There is no current agreement on appropriate BMI ranges for pregnant women. The Centers for Disease Control and WHO criteria in the nonpregnant patient list “obese” as a BMI ≥30 kg/m2, and a BMI of 35 kg/m2 corresponds to WHO “obesity class II,”19 but neither of these definitions considers lean gestational weight gain of pregnancy. In addition, only 14 study patients had a BMI >50 kg/m2. Therefore, conclusions regarding extremes of obesity cannot be made from our data.
In nonobstetric patients, authors have examined patient and practitioner characteristics that may predispose patients to placement difficulty. These authors found that difficulty was most affected by two things: obvious spinal deformity and the ability to adequately palpate bony spinal landmarks.5–7 These studies in nonpregnant and mixed populations used end points such as the number of skin punctures and attempts at different interspinous spaces. Our results further delineated the definition of difficulty and evaluated the influence of obesity on difficulty. Rather than recording interspace attempts, we chose needle “passes” as one determinate of difficulty, because we do not often attempt neuraxial procedures at multiple interspinous spaces or make second skin punctures. Instead, we change the needle angle through a single skin puncture to make subsequent passes. We used placement “time” as an additional measure of difficulty. It should be noted that this interval represented only working time and did not include preparation or completion time, both of which could be influenced by body habitus. Our working time, therefore, cannot be used to infer the economic costs of anesthetic time in pregnant patients.

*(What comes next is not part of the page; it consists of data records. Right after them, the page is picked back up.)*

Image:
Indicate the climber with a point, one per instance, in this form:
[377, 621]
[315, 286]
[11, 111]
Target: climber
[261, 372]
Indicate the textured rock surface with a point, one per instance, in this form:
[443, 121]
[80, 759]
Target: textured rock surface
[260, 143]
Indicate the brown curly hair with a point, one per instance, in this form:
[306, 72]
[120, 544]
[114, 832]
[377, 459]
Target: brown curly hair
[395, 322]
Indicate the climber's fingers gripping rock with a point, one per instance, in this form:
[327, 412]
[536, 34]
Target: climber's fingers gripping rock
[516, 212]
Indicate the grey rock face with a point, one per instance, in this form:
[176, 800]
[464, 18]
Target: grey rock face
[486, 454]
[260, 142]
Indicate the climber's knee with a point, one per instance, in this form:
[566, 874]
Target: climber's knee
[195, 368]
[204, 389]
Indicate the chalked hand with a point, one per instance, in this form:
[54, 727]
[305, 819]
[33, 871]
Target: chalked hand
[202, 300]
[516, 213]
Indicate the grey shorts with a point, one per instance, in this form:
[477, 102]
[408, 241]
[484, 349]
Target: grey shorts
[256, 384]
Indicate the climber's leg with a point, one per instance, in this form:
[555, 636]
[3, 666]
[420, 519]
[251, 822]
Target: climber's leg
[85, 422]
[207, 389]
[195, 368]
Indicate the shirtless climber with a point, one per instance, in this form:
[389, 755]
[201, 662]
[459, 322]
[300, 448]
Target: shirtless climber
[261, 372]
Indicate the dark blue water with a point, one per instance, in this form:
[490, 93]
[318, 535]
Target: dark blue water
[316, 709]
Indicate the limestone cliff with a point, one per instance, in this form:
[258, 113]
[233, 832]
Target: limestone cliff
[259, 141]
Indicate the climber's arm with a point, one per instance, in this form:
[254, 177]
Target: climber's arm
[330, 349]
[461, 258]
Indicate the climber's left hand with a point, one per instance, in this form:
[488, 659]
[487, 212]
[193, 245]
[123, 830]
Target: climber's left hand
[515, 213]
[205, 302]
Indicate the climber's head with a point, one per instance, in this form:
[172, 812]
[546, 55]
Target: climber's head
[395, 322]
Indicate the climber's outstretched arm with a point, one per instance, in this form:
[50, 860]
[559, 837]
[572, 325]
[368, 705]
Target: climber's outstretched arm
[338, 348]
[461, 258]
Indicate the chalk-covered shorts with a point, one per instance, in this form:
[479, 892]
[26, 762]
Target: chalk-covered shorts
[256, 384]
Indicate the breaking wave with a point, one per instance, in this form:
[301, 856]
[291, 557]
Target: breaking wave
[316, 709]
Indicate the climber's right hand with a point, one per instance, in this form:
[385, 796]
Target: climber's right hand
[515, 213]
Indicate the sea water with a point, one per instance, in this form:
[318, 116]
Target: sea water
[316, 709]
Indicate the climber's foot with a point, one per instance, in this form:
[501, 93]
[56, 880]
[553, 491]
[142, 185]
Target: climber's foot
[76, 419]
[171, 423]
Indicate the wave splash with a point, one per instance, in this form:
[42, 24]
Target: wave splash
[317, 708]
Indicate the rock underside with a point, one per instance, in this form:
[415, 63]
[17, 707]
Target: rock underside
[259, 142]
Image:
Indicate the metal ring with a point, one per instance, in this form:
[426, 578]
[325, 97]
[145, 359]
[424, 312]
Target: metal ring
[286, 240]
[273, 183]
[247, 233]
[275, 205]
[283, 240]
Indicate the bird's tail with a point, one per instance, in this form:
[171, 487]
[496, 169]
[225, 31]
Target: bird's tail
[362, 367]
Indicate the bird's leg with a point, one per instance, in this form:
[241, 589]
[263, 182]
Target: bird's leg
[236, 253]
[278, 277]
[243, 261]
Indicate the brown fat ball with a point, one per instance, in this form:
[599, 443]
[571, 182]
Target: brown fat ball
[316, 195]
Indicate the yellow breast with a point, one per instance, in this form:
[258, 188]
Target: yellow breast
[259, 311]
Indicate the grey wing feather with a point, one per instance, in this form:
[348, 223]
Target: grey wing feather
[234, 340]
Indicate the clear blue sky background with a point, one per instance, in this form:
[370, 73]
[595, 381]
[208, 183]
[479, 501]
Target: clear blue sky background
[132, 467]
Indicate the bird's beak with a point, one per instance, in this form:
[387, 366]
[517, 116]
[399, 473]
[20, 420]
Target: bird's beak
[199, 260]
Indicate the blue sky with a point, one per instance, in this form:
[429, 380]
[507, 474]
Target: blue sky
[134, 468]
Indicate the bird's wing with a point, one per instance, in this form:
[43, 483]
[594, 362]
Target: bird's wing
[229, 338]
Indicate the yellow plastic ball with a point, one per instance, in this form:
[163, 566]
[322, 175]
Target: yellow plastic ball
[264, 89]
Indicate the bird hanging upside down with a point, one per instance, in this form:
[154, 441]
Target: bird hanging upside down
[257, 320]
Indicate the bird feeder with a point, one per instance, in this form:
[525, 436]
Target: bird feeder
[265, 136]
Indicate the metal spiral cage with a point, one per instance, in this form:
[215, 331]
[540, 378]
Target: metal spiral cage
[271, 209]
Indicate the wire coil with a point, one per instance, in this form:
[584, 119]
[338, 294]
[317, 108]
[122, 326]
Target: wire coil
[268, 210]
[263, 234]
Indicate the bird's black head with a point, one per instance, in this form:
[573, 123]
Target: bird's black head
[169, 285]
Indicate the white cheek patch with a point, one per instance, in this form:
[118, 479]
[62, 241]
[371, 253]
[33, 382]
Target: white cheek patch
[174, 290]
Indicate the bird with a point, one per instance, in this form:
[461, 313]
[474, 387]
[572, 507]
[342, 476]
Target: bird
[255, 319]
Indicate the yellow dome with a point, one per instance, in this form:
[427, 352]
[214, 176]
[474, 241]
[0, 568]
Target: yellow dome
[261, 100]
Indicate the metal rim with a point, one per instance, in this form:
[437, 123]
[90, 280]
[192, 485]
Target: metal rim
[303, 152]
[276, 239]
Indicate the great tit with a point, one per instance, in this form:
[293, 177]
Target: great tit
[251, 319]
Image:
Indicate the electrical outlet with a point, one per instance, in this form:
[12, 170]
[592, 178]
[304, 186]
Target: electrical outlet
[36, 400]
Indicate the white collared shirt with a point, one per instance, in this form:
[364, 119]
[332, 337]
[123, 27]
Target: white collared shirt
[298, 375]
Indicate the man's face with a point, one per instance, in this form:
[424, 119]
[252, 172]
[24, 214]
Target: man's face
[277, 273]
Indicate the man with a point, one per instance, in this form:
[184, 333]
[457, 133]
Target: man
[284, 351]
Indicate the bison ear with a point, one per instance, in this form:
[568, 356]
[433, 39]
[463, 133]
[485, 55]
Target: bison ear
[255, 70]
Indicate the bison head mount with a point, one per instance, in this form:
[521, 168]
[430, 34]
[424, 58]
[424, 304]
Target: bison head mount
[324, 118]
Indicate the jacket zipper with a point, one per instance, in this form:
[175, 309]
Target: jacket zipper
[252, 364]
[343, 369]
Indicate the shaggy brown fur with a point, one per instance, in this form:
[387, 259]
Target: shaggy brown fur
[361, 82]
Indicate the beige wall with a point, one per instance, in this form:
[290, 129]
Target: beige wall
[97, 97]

There are several limitations to our study design. Our predictors are subjective: for example, a “palpable” spinous process to one practitioner might be “vaguely palpable” to another. Investigators met before beginning the study to attempt a consensus on these issues, but some variation may have occurred. Although designating a single practitioner to separately collect data may have mitigated this potential confounder, the 24-h nature of obstetric anesthesiology practice made this a practical impossibility.
In addition, the same practitioner collected data and performed the procedure, potentially leading to difficulty as a self-fulfilling prophecy.21 Mitigating this potential tendency is the actuality that the study results defied our a priori hypothesis; it was not obesity that best predicted difficulty with neuraxial block placement but the ability to palpate landmarks and flex the back. Obesity effects on difficulty appear to be mediated through increasing tendencies toward poorly palpable spinous processes and inadequate back flexion. Although unexpected, these conclusions are nonetheless consistent with the clinical observation that some obese parturients have surprisingly easy neuraxial needle placements.
We therefore suggest that anesthesiologists facing any pregnant patient, but especially an obese one, perform a careful examination of the patient’s back at the initial patient encounter. Based on our study data, it is this examination, not the degree of obesity, which predicts neuraxial technique difficulty.